Organization for Economic Co-operation and Development (OECD) published Review of the Corporate Governance of State-Owned Enterprises in Ukraine. It mentions Ukroboronprom and particularly the Draft Law №3822, which may become a foundation of the reform.
The OECD positively welcomed the provisions that introduce independent members to the supervisory board and remuneration to them.
However, the OECD outlined a number of risks contained in the January version of this Draft Law. Namely, the Draft:
- “cements the conflicting roles of the state as owner, policymaker, and regulator, which opens room for undue political intervention (including by the line ministry)”;
- “does not guarantee the independence of the supervisory board from the owner and policymaker”;
- “allows for easy replacement of management and, under the proposed corporate governance set-up.”
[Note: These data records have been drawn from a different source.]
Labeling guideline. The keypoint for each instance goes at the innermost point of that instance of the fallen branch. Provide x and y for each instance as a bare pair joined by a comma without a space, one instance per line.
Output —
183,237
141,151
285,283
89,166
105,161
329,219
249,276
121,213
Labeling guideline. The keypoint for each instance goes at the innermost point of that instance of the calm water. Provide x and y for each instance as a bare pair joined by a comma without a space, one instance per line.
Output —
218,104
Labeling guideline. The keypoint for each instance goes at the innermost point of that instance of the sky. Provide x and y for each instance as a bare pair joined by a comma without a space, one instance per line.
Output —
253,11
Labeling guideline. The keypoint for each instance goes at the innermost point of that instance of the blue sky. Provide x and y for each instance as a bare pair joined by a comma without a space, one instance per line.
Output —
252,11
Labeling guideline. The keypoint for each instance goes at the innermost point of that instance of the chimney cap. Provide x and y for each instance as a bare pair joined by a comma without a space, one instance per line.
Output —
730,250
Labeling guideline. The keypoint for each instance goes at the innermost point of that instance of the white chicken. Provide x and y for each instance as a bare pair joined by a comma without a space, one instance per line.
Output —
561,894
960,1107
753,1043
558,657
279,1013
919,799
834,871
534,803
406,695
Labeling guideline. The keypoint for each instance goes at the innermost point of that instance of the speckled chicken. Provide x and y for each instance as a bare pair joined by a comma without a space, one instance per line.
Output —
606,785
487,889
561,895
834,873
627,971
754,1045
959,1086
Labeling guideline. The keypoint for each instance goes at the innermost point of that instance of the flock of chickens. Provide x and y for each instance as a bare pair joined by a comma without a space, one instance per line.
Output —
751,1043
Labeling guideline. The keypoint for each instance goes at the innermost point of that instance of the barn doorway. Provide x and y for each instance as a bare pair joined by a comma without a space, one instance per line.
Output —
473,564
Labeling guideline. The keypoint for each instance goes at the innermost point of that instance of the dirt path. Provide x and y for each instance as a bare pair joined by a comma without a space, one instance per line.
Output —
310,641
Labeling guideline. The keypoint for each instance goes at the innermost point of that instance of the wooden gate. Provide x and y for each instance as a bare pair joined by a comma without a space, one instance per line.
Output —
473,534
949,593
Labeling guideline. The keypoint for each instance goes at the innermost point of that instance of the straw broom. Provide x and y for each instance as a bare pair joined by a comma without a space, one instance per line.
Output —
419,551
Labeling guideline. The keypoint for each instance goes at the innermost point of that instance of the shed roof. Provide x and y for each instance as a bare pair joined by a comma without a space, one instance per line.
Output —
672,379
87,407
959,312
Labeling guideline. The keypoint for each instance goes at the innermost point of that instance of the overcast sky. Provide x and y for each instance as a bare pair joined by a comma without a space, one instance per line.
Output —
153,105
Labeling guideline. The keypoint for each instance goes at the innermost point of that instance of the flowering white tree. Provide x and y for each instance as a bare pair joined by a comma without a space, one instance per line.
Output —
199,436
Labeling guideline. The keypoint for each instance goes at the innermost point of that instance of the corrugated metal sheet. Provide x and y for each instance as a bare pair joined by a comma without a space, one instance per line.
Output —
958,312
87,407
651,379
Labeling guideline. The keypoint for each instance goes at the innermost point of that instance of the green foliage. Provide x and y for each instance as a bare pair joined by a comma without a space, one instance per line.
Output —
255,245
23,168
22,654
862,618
NAKO has previously published its position regarding corruption risks in the Draft. You can find our recommendations for the second reading here
Reforming the governance of Ukraine’s defence industry is a national security priority matter which is crucial for Ukraine’s ability to protect its democracy and to move towards Euro-Atlantic integration. State Concern Ukroboronprom (UOP) will be transformed according to the best practices in order to increase the global competitiveness of Ukraine’s defence industry and build more efficient enterprises that will be able to supply the Ukrainian army with high-quality equipment. In order to ensure that the UOP reform not only addresses legal restructuring but also focuses on the introduction of the corporate governance standards, it is necessary to supplement this draft law with provisions that meet OECD standards before it is adopted.